Import CITI Program data

The Collaborative Institutional Training Initiative (CITI Program) provides peer-reviewed, web-based educational courses in research, ethics, regulatory oversight, responsible conduct of research, research administration, and other topics pertinent to the interests of member organizations and individual learners. Many universities use CITI for their training.

A CITI user with administrative access is able to download training data for their institution. This download is very simple.

Importing this data can be challenging.

For my task, I had to import the CITI data into a MySQL database. I got data truncation errors on columns when the mysql import found character sequences it did not like. 

Warning 1366    Incorrect string value: ‘\xE1ndez …’ for column ‘Name’ at row 1219

The value it hiccuped on in the Name column is Flores Hernández.

Reopening the CITI data file using Sublime Text 3 with various encodings seemed to show that its encoding is Windows 1252.

 In particular, I saw accented Spanish vowel characters in the CITI file. 

I attempted to use the file command to identify the encoding, but my version of file was not up to the task. It only looked at the first portion of the file and my special characters were much deeper. Sublime Text offered some insight. Notepad++ would also work.

This command worked to convert the import file to “plain” ascii.

iconv -f windows-1252 -t ascii//translit citi-data.csv > converted.csv

Although losing the Spanish vowels was not ideal, it was valuable because I needed to process the import file using sed and sed just isn’t able to handle cool characters. At least my version isn’t.

After some reading, I found that the Windows 1252 character set is latin1 to MySQL. This meant that if I skipped sed, I could import directly into MySQL with no column truncations by using the correct character set. I just had to connect the dots that Windows 1252, or cp1252, is latin1.

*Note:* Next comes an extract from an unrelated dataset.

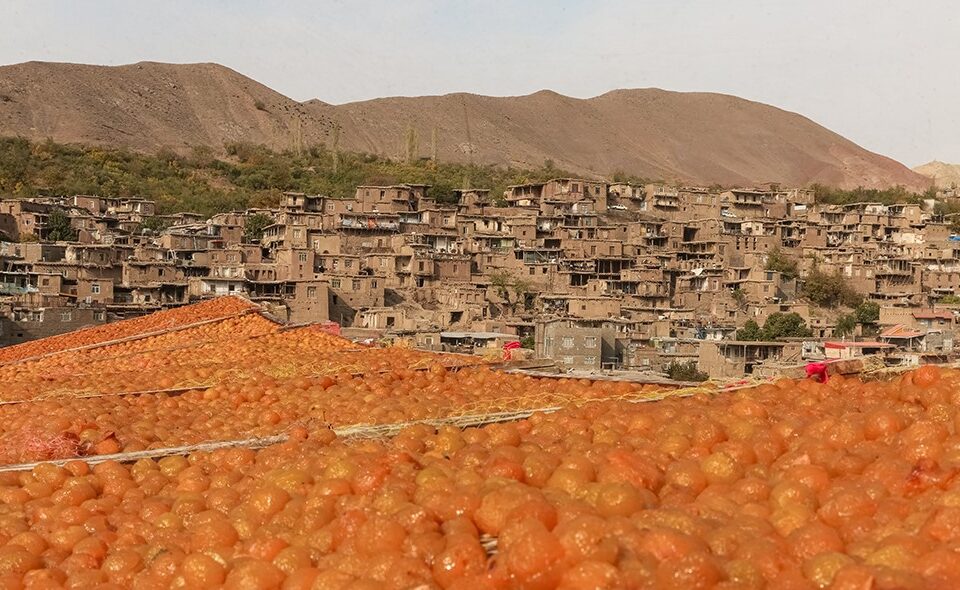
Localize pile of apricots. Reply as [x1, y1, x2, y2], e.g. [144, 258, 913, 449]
[0, 367, 960, 590]
[0, 366, 662, 464]
[0, 297, 256, 364]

So a MySQL import in a bash script like this works:

CS="CHARACTER SET latin1"
$MYSQL --local-infile -h localhost -u $DBUSER -p$DBPASS $DBNAME --execute="LOAD DATA LOCAL INFILE '$INFILECSV' INTO TABLE $TABLE $CS FIELDS TERMINATED BY ',' OPTIONALLY ENCLOSED BY '\"' IGNORE 2 LINES; SHOW WARNINGS" >> $WORKDIR/$TABLE.log

Ignoring two lines was required because the first two lines of the CITI data are the date and the column headers.

2/19/2020
member ID number,First Name,Last Name,email address,Registration Date,name of curriculum (i.e. Human Research),Group,Stage Number,stage description (i.e. Basic Course),completion report number,date completion report was earned,learner’s score,Passing score,date completion report expires,group ID number,Name,Username

CITI Import Table

Here’s the table I’m using to import CITI data.

drop table citiimport;
create table if not exists citiimport (
  memberid int,
  name_given varchar(60),
  name_family varchar(60),
  email varchar(200),
  registrationdatetxt varchar(10),
  curriculum varchar(160),
  groupname varchar(160),
  stagenumber int,
  stagedescription varchar(40),
  compreportnumber int,
  earneddatetxt varchar(25),
  score int,
  passingscore int,
  expirationdatetxt varchar(25),
  groupid int,
  fullname varchar(120),
  username varchar(100)
) engine=innodb
CHARACTER SET utf8mb4 COLLATE utf8mb4_unicode_ci
;

Dates

I have seen earned and expiration dates like

11/27/2017

8/13/2018 7:05:01 PM

I have not seen 24-hour times for these dates.

The registration date has consistently looked like

09/05/12

References

https://coderwall.com/p/gsdx7w/importing-latin1-data-to-mysql-is-being-truncated

https://dev.mysql.com/doc/refman/8.0/en/load-data.html